CALGARY -- The Alberta Institute for Wildlife Conservation (AIWC) knows from experience that in the coming months its staff will care for more than 1,000 animals, the majority of them injured and orphaned wildlife babies.

Springtime is wildlife baby season but this year staff at the wildlife hospital have already seen a 21 per cent increase in patients admitted compared to the same time last year.

In 2020, the facility saw a 30 per cent overall increase in animals it cared for.

"We broke the record for the most amount of animals we've ever cared for in our history," said Holly Lillie, AIWC executive director. "This year we are still busier compared to the same time last year."

This year marks the organization's 10th Annual Wildlife Baby Shower event. It has set a goal of raising $20,000 by May 28.

"We are a non profit organization," said Lillie. "We're not funded by the government and throughout the pandemic we have been an essential service so we've operated every day."

Erin Casper is a wildlife rehabilitator for AIWC. She's seeing orphaned wildlife babies coming in earlier this spring than others.

"Right now is when we start to get nervous," said Casper. "Because soon enough we'll be seeing 10, to 30, to 50 patients coming in a day."

Staff are already taking care of some young patients, including six fox kits, week-old goslings, red squirrels, flying squirrels and a fledgling house finch.

Several have somehow survived on their own for days.

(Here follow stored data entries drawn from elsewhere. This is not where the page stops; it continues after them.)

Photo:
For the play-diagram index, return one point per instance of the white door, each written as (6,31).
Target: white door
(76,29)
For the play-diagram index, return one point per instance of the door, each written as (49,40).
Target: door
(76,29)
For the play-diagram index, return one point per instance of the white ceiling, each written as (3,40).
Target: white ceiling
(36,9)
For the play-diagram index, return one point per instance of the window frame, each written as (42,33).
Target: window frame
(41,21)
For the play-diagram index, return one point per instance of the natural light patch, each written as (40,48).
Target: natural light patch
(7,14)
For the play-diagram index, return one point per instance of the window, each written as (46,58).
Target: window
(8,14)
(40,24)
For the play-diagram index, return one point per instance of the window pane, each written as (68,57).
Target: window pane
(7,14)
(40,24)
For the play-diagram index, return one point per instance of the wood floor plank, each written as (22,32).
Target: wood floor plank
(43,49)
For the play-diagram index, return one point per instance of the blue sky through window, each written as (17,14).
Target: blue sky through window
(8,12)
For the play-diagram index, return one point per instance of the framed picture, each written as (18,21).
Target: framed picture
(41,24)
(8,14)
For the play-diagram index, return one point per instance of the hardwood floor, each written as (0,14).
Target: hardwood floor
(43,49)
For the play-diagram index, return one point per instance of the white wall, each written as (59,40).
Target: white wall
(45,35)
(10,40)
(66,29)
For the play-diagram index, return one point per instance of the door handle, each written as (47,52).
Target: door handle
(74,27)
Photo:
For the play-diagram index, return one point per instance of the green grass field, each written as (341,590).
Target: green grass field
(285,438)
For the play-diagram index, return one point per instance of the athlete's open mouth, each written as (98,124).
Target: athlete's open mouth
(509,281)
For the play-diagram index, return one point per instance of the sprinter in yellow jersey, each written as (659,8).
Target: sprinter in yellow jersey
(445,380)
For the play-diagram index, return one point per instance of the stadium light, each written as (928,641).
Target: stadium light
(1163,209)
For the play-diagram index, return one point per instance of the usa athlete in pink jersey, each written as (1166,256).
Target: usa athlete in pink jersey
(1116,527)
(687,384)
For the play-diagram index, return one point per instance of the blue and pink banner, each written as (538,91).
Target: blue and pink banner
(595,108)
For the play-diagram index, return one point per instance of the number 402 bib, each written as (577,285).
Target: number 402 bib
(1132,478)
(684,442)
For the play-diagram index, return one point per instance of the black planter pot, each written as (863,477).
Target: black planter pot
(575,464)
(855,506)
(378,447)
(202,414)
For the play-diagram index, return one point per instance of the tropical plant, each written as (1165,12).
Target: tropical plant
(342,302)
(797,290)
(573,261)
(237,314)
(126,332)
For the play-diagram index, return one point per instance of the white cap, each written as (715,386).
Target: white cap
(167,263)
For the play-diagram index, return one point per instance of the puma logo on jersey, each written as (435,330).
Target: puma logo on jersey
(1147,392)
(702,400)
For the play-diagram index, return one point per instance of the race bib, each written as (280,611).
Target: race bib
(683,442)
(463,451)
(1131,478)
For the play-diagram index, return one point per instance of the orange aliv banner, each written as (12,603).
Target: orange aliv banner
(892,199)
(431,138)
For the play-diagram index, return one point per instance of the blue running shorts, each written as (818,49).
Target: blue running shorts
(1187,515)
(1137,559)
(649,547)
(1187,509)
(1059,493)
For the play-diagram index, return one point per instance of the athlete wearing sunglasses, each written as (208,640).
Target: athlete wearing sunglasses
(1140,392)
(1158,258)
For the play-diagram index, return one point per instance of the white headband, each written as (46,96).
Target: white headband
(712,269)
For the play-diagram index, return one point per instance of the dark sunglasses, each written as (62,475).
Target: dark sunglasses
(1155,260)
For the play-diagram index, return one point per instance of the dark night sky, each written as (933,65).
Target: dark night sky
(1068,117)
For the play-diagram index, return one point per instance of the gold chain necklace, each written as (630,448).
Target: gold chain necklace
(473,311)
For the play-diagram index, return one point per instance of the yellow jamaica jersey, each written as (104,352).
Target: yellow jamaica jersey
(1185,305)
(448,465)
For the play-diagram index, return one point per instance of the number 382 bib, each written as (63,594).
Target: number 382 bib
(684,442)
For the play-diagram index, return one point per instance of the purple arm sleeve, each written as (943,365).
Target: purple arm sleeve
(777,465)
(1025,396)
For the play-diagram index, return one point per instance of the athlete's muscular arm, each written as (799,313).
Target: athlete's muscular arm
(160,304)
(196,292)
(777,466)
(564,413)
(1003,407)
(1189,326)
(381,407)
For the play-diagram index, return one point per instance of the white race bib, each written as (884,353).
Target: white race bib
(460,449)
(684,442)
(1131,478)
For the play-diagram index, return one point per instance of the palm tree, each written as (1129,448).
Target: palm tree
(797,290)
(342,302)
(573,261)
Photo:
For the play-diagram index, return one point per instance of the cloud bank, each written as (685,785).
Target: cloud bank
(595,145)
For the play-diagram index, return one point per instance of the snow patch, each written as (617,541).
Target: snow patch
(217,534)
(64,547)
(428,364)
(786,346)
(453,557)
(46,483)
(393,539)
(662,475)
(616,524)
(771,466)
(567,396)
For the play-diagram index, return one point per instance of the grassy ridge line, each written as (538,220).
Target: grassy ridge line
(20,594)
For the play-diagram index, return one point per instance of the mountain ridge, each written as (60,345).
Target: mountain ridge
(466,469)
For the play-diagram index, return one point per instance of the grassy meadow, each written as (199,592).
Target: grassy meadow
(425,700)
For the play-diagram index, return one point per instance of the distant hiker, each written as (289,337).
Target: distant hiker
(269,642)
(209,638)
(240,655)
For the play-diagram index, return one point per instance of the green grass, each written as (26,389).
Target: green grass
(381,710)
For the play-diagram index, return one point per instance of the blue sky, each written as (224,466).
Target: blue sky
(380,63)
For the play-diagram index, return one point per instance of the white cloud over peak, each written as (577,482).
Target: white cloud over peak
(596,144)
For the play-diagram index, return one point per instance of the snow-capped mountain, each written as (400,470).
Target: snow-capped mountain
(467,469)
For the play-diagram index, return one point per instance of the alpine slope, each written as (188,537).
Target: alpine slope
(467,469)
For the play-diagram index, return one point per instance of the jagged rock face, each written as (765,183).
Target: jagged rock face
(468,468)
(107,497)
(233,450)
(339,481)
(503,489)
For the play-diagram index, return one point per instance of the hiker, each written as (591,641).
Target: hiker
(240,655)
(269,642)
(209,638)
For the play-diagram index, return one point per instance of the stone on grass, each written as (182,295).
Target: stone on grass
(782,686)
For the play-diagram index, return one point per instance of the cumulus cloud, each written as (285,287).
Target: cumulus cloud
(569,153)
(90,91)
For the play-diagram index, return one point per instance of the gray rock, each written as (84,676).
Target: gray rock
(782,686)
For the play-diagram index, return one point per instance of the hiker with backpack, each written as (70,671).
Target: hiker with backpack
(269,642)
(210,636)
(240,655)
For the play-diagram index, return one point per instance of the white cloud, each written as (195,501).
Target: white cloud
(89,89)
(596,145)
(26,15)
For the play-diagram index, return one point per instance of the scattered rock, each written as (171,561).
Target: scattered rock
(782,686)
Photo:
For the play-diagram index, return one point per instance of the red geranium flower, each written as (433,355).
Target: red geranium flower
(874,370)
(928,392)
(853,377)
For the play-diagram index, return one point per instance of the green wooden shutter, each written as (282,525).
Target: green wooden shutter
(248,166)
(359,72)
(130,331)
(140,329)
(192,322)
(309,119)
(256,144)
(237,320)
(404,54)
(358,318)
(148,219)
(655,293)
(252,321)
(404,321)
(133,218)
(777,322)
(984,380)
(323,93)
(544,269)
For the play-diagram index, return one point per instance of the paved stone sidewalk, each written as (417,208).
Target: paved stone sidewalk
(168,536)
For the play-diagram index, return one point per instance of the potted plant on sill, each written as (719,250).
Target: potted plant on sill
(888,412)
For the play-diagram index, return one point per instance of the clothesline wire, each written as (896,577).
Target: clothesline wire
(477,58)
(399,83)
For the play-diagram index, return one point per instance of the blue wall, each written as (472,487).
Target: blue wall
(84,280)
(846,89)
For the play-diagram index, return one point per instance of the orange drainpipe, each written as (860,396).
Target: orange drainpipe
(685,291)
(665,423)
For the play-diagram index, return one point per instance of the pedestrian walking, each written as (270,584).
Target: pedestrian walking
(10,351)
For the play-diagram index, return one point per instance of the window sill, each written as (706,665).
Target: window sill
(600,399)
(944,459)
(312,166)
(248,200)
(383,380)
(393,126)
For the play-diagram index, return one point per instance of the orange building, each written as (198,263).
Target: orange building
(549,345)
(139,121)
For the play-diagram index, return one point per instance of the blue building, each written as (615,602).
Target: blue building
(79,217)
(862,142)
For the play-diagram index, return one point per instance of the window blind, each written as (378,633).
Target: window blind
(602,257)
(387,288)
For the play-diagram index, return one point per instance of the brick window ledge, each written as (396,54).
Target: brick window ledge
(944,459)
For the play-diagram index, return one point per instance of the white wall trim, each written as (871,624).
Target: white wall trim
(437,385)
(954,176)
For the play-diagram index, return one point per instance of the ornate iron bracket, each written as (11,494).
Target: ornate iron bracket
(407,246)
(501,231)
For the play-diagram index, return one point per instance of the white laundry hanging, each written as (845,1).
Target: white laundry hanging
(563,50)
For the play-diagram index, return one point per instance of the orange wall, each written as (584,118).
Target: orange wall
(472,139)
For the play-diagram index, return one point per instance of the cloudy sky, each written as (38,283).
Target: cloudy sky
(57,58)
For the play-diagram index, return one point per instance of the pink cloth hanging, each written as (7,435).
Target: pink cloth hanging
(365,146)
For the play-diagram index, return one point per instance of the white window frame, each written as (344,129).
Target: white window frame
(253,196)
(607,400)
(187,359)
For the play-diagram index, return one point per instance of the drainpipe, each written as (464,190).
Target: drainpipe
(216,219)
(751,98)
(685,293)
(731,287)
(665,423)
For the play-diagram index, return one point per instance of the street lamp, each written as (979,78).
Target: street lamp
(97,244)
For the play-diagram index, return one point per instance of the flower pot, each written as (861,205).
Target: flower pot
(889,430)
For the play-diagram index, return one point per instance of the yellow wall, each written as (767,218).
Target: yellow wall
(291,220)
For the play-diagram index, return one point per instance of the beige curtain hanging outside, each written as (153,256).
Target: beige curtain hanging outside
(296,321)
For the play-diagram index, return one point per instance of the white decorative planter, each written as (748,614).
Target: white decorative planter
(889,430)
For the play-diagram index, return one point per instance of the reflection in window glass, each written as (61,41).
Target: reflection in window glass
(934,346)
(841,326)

"They're typically in really bad shape, so very dehydrated, sometimes starvation can occur with these babies," said Casper. "Then other trauma's like falling from a nest, when you live 30 feet up in a tree and you're very tiny and fall that can cause a lot of injuries."

The young can be high maintenance with constant feedings around the clock.  Baby birds need to eat every 15 minutes for a stretch of 15 hours.

"Some of our baby mammals do need to be fed 24 hours around the clock," said Casper. "So they go home with staff members and the staff members wake up every two hours and feed those babies and care for them so it is very taxing on the staff and volunteers."

Animals are often injured or orphaned because of human activities like window strike, vehicle collision, barbed wire, domestic cat and dog attacks. Staff also say kidnapping is an issue. That's when a healthy baby animal is taken from the wild.

"(People) see these baby hares and baby deer and they assume that they are injured or orphaned," said Lillie. "Most of the time they're not, it is their natural history that those species in particular are left alone during the day."